Chances are, folks in Cleveland won't be talking about the NBA draft today.
Chances are, they'll be talking about their renewed faith in the team with the league's best regular-season record.
Chances are, the topic will be LeBron James' new teammate, a 37-year old mammoth of a man with four championship rings.
But the Cavs' summer likely only begins with last night's trade that sent Ben Wallace and Sasha Pavlovic to Phoenix for none other than Shaquille O'Neal.
Let's start with the obvious.
As the Cavs and their fans must be sick of hearing by now, Orlando exposed a few weaknesses in the Eastern Conference finals. One was their inability to defend Magic center Dwight Howard (the Cavs, of course, aren't alone in this plight).
Does Shaq solve that issue? Maybe, maybe not. But you have to figure he can defend Howard a whole heck of a lot better than Wallace, Pavlovic or whoever the Cavs would have selected with the No. 46 pick (also traded to Phoenix) ever could.
When it comes to interior defense, Shaq is already the best the Cavs have had in the LeBron era.
Then there's the small matter of defending the perimeter against the Magic's ball-swinging, inside-out attack. You remember Hedo Turkoglu and Rashard Lewis, don't you? You sure do if you're a Cavs fan -- as you probably still have nightmares about all those blown leads by your favorite team and big 3-pointers by the other guys.
Obviously, O'Neal isn't going to play lockdown defense on the wing. But he can make it so the Cavs will no longer have to double-team Howard in the low post, enabling the Cavs' other defenders to stay glued to Orlando's perimeter shooters.
Now, let's keep in mind that the Cavs aren't basing their entire summer on beating only the Magic. They understand 2008 champion Boston still lurks. They know Atlanta and especially Washington just got better with nice trades of their own.
Mostly, they realize that finishing with the home-court advantage throughout the playoffs is simply not enough.
So landing O'Neal is quite possibly just the beginning of things.
The Cavs are likely seeking to add at least one more swingman-type, someone who is long and athletic with good range on the jump shot. That's especially the case now that Pavlovic has been traded and unrestricted free agent Wally Szczerbiak is all but gone. And with Szczerbiak's $13 million contract coming off the books, the Cavs have the power to make something else happen.
Phoenix's Matt Barnes is an unrestricted free agent and might fit well. San Antonio's Ime Udoka is also available. Toronto's Shawn Marion (the man whom the Suns originally traded to land Shaq) would be another nice addition -- although Marion would be pricey and it's already been reported that the Cavs aren't interested.

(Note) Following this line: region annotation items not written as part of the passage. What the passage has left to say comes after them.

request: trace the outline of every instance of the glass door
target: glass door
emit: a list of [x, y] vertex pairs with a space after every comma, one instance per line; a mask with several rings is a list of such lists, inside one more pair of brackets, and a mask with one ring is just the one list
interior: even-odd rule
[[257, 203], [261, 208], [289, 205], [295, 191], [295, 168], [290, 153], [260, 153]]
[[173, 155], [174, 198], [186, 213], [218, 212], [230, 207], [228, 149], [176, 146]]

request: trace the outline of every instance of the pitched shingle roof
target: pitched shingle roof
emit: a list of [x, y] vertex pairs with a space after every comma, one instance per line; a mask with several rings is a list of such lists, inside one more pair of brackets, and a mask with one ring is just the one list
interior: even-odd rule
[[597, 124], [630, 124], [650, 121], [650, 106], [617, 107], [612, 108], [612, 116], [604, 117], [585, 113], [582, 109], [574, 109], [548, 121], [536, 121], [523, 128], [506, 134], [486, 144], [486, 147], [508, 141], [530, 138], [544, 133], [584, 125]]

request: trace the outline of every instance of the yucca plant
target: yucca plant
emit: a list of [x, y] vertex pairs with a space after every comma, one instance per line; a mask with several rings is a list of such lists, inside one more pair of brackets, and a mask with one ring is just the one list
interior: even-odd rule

Of course, the Cavs still have a first-round pick (as of this morning). Forget for a moment that the pick is the very last one of the first round. Every once in a while, you can find a player at No. 30. After all, Carlos Boozer wasn't selected until No. 34.
Then again, it's obvious the Cavs don't want to be waiting around on prospects. The trade for O'Neal proves they are all about the here and now, and mostly, the very next season.

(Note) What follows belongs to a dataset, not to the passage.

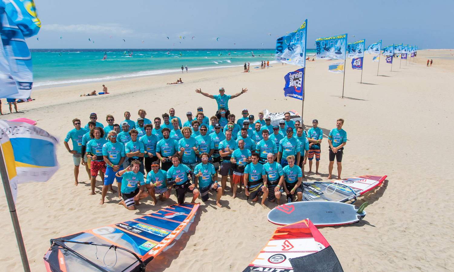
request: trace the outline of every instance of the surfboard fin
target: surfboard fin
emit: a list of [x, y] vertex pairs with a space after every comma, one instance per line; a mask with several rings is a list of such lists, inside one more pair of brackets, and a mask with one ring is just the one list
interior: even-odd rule
[[363, 204], [360, 207], [360, 209], [358, 209], [358, 210], [356, 211], [356, 213], [358, 214], [360, 214], [361, 213], [362, 213], [363, 211], [364, 210], [364, 208], [365, 208], [366, 206], [367, 206], [367, 204], [368, 204], [369, 202], [364, 202], [364, 203], [363, 203]]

And the lineup possibilities are endless.
Cavs coach Mike Brown can go with O'Neal at center and 7-foot-3 center Zydrunas Ilgauskas at power forward, bringing Anderson Varejao off the bench (and yes, you can expect free agent Varejao to re-sign with the team). He can start Varejao and bring Ilgauskas off the bench at either frontcourt position. He can play O'Neal 24-28 minutes a game during the regular season -- saving him for the playoffs and giving young big men J.J. Hickson and Darnell Jackson more opportunities as they continue to develop.
And here's a question no one else seems to be asking: Will anyone possibly out-rebound the Cavs next season? Seriously, between Shaq, LeBron, Big Z and the Wild Thing, the Cavs should put a sign on the backboard warning opponents to box out at their own risk.
Bottom line? The Cavs were good enough to have won the title this past season, but they didn't. And it's clear GM Danny Ferry isn't going to sit around, twiddle his thumbs, wait for the summer to end and, you know, hope for the best.
Ferry and the Cavs have bigger plans and they showed it by going out and getting the league's biggest man.